実は都内で生活して約30年以上も経つのに、なかなかタイミングが合わず今回初めて訪ねてみた世田谷のボロ市。「ボロ」という言葉からその名のとおり古着市だとばかり思い込んでいたら、な、なんと植木市の光景が!! というワケで今回はそのボロ市をレポートします。なお、次回の開催は1月15、16日です。

とにかくすごい人出です

とにかくすごい人出です

 

ボロ市ってなんだ!?

世田谷のボロ市。都内在住のかたの中には「聞いたことがある」という人も多いはず。それもそのはず、一応「東京都指定無形民俗文化財」になっています。この無形民俗化財とは、“地域社会で広く行なわれてきている衣食住、生業、信仰、年中行事等、生活上の風習や慣わし”、日常生活を支えてきた民俗技術のことなのだとか。ちなみに東京都指定無形民俗文化財は、世田谷のボロ市を含む48件あるようです。筆者は戦後の名残り「闇市」を継承したものだと勝手に思い込んでいたのですが、なんと450年前からある! というので驚きました(すみません、歴史に疎くて)。

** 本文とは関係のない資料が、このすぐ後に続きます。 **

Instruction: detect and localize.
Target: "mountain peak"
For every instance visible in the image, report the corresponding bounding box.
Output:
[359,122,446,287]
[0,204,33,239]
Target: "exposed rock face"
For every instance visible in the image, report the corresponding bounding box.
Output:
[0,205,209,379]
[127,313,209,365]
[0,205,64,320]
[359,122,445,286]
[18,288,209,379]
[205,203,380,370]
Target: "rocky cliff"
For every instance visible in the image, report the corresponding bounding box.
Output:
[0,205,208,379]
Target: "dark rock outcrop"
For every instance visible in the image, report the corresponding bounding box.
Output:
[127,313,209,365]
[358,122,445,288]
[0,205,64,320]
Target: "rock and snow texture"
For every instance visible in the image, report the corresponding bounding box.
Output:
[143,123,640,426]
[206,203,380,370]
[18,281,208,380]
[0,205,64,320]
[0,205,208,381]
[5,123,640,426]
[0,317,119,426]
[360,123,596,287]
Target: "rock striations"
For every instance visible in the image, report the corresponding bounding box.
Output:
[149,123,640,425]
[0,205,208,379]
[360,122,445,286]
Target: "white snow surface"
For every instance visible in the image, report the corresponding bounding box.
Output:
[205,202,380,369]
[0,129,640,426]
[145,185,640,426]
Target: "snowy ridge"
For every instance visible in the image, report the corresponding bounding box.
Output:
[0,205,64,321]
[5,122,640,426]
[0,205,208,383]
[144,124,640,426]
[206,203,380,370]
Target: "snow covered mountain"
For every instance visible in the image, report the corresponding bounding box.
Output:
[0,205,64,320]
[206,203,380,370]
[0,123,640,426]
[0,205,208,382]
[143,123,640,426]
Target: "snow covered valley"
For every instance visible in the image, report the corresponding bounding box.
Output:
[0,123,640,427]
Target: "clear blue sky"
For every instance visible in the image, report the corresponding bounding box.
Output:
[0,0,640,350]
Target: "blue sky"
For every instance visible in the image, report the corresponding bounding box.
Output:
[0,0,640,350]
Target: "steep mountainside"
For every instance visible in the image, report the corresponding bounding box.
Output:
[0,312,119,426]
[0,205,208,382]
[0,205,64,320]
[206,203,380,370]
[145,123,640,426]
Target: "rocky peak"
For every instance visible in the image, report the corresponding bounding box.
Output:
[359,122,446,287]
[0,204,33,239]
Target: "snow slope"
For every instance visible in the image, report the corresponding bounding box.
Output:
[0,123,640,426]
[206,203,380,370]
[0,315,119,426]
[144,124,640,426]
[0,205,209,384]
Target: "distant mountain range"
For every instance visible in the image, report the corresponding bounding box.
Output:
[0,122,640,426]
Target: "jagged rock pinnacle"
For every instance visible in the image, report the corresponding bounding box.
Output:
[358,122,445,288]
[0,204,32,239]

そして、その歴史を世田谷区のホームページなどからより紐解くと、始まりは安土桃山時代。当時、関東地方を支配していた小田原城主の北条氏政(うじまさ)が、世田谷城主吉良氏朝(うじあさ)の城下町であった世田谷新宿に天正6年(1578年)、楽市をに開催したことにあります。楽市とは、市場税を一切免除、自由な行商販売を認めるというもの。毎月一と六のつく日(月に6日)に開かれていたので、六斎市(ろくさいいち)とも呼ばれました。

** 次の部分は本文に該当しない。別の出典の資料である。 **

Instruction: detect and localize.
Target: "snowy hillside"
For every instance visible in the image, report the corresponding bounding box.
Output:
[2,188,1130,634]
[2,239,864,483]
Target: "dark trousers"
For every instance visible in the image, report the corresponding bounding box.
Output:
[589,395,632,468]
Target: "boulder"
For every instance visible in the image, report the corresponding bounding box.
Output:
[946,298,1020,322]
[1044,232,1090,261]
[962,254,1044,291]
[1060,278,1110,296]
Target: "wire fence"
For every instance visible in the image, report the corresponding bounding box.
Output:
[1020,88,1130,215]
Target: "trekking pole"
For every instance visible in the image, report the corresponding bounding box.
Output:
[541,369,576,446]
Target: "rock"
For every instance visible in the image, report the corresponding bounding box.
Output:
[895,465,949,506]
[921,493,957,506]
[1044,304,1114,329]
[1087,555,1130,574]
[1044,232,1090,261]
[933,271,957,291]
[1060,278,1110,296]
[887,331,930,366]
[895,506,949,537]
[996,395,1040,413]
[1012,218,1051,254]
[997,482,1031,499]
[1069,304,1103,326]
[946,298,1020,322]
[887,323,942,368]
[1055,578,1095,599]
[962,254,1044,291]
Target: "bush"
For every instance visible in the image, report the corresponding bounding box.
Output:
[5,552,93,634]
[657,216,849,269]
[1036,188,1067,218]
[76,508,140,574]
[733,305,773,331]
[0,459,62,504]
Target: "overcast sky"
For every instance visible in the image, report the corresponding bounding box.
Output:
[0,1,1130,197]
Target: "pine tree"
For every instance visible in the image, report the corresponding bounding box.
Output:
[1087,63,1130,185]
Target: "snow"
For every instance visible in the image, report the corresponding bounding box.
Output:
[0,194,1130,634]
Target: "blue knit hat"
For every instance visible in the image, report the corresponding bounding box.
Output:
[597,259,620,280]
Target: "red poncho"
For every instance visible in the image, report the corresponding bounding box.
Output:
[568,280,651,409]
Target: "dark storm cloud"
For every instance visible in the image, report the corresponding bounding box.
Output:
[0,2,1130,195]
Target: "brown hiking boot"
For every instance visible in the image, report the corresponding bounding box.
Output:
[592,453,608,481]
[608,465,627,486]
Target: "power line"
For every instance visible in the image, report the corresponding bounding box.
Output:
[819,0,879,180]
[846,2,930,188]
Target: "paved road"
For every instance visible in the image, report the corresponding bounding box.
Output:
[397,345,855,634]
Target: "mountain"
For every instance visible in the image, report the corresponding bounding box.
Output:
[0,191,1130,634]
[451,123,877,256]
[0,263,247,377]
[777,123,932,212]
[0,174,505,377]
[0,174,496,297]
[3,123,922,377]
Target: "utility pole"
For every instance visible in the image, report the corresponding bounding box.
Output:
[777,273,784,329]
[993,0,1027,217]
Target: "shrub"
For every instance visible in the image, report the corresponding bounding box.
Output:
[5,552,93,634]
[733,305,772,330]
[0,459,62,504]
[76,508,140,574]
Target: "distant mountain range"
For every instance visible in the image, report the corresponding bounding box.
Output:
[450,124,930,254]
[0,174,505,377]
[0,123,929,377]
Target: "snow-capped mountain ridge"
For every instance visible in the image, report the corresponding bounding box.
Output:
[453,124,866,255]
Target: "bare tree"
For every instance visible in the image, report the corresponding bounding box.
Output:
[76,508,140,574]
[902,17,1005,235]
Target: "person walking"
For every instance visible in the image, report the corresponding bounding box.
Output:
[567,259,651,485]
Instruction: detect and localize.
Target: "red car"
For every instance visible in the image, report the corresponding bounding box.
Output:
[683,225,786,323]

この市により地方の物資の交流が盛んになることで江戸と南関東を結ぶ場所として繁栄しました。しかし、北条氏は豊臣秀吉に滅ぼされ、徳川家康が江戸に幕府を開き世田谷城が廃止されたことでこの楽市も廃止となってしまいましたが、その伝統は残り、年に1回、年の暮れに開かれる歳の市(市町)になり、明治に新暦となったことで正月15日に開かれたりもしていたのですが、いつ頃からか年末(12月)の15日・16日、そして新年の15日・16日の両日開かれるようになったとされています。というワケで、ボロ市では古着だけではなくいろいろなものが売られているのです。

ボロ市には古い着物などあり しかし1枚500円以上。ちょっとしたものは強気の価格設定です!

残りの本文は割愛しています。